For the past few years I have been toying with the idea of an idea/thought market—one where ideas (and more generally thoughts as a whole) are somehow assigned some economic value and traded as such (for everything and anything that means). In lieu of that I have recently been thinking about Internet comments and what it would mean to add monetary value to comments on the web.
I'm a huge fan of Hacker News and love reading comments on the website. Earlier in my career (circa 2016) I'd spend hours on the website reading and debating comments to form opinions of my own. At some point I read a brief comment about FUD in software engineering and more generally on the Internet as a whole which led me to focus less time on the comments and more time on the content of the posts themselves. I can't find that particular comment but consider it to have been helpful for myself for learning to deal with the abundance of user generated content on the Internet. Put generally, understanding FUD helps me personally filter good user comments from bad.
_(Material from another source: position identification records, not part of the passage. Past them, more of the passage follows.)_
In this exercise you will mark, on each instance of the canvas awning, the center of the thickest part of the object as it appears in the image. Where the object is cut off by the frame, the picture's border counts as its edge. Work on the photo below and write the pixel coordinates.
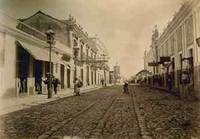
(40, 53)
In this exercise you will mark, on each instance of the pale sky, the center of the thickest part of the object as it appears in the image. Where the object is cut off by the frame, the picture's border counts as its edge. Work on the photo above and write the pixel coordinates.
(125, 26)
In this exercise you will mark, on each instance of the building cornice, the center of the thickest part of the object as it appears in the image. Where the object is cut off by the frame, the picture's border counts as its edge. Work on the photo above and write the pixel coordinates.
(184, 11)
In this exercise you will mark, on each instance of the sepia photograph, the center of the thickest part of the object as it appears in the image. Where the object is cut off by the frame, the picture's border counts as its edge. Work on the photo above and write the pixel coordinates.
(99, 69)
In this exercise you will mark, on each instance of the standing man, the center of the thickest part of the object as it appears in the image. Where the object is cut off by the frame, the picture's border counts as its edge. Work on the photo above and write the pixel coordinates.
(55, 84)
(169, 83)
(77, 85)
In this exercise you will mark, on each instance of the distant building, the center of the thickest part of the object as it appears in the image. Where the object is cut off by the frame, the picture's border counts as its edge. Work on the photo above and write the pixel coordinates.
(179, 43)
(24, 57)
(117, 76)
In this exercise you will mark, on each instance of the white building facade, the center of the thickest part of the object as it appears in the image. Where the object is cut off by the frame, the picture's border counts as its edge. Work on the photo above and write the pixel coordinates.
(178, 41)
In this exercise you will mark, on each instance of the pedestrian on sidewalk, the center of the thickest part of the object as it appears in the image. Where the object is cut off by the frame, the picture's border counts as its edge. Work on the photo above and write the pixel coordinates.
(55, 84)
(77, 85)
(102, 82)
(169, 83)
(125, 88)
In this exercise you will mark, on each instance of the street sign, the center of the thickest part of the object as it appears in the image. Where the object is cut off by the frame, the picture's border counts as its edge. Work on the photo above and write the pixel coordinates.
(165, 59)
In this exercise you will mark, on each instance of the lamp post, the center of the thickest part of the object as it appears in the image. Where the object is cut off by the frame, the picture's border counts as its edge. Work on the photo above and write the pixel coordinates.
(198, 41)
(50, 40)
(104, 69)
(76, 50)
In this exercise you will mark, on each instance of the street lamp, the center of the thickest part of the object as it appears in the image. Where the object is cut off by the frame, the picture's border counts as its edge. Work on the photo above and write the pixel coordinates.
(50, 40)
(198, 41)
(76, 50)
(104, 66)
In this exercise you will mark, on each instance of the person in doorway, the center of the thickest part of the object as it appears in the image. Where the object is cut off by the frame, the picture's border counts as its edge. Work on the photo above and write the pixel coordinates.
(102, 82)
(55, 84)
(125, 88)
(169, 83)
(77, 87)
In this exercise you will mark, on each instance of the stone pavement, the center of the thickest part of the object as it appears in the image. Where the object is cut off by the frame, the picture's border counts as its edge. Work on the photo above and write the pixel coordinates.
(18, 103)
(167, 116)
(102, 113)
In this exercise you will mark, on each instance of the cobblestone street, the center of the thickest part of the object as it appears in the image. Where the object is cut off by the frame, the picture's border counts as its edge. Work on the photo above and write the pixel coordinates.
(104, 113)
(166, 116)
(107, 113)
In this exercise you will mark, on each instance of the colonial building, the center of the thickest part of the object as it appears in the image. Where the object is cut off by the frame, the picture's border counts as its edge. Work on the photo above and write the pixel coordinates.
(178, 46)
(25, 54)
(117, 76)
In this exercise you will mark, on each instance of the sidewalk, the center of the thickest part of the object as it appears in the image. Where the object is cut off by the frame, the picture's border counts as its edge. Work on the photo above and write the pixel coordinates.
(19, 103)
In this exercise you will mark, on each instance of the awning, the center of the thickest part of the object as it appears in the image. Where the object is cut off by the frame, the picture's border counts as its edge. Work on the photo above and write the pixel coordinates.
(40, 53)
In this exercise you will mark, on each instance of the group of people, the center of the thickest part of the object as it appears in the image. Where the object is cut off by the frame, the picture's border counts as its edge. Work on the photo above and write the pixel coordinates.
(55, 82)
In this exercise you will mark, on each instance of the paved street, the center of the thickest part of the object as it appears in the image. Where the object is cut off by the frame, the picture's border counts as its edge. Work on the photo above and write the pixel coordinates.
(107, 113)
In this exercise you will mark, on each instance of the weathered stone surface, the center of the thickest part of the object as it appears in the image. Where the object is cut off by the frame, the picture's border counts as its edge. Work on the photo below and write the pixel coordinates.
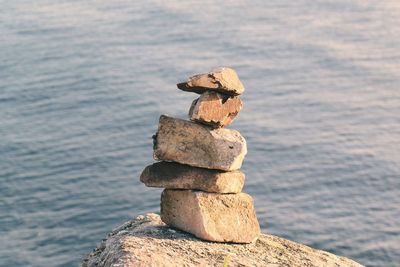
(215, 109)
(177, 176)
(211, 216)
(224, 80)
(198, 145)
(147, 241)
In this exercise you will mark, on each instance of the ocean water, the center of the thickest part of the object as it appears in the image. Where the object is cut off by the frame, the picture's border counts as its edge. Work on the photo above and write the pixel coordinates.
(83, 83)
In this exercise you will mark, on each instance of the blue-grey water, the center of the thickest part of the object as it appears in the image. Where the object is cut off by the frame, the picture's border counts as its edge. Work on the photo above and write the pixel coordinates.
(82, 84)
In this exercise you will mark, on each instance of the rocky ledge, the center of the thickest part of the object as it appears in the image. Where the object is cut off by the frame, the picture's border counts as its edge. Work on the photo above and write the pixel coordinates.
(147, 241)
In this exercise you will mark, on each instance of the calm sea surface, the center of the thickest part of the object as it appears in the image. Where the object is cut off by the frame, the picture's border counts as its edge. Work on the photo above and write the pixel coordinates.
(83, 83)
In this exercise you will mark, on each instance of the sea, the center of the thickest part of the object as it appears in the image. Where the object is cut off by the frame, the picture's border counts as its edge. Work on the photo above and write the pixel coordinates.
(83, 83)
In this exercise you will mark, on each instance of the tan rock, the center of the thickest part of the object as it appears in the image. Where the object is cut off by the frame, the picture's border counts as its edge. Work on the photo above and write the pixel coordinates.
(210, 216)
(173, 175)
(224, 80)
(147, 241)
(215, 109)
(198, 145)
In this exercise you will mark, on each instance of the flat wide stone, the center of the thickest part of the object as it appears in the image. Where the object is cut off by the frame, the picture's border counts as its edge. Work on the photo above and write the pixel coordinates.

I consider money to be a universal language that can be used to bridge gaps between a variety of factors or biases—one such use case obviously being to assign quality to things (or to differentiate good things from bad). Internet comments however are sorted by upvotes or downvotes—and sometimes just upvotes. Adding some universal monetary value to these comments could make it easier to discern/qualify good and useful user commentary from bad and useless user commentary, both on individual websites and also comparatively across different services. The currency could take just about any form—standard USD, an Internet currency like cryptocurrency, a browser provided metric, a custom Chrome extension value, or anything else. I haven't thought about how money/currency creation would work here but I'm sure it's not a difficult problem, especially if bidders are using standard USD to vote on content. Comments could even receive value based on simple user impression or AI-generated sentiment.
This could also give lieu to some sort of Internet comment database which would serve collections or dumps of comments from across the web. It'd be able to use this universal monetary metric to sort and classify the most valuable user comments for any given time period and then showcase top content or interesting finds. I think it'd be an awesome addition to the Internet.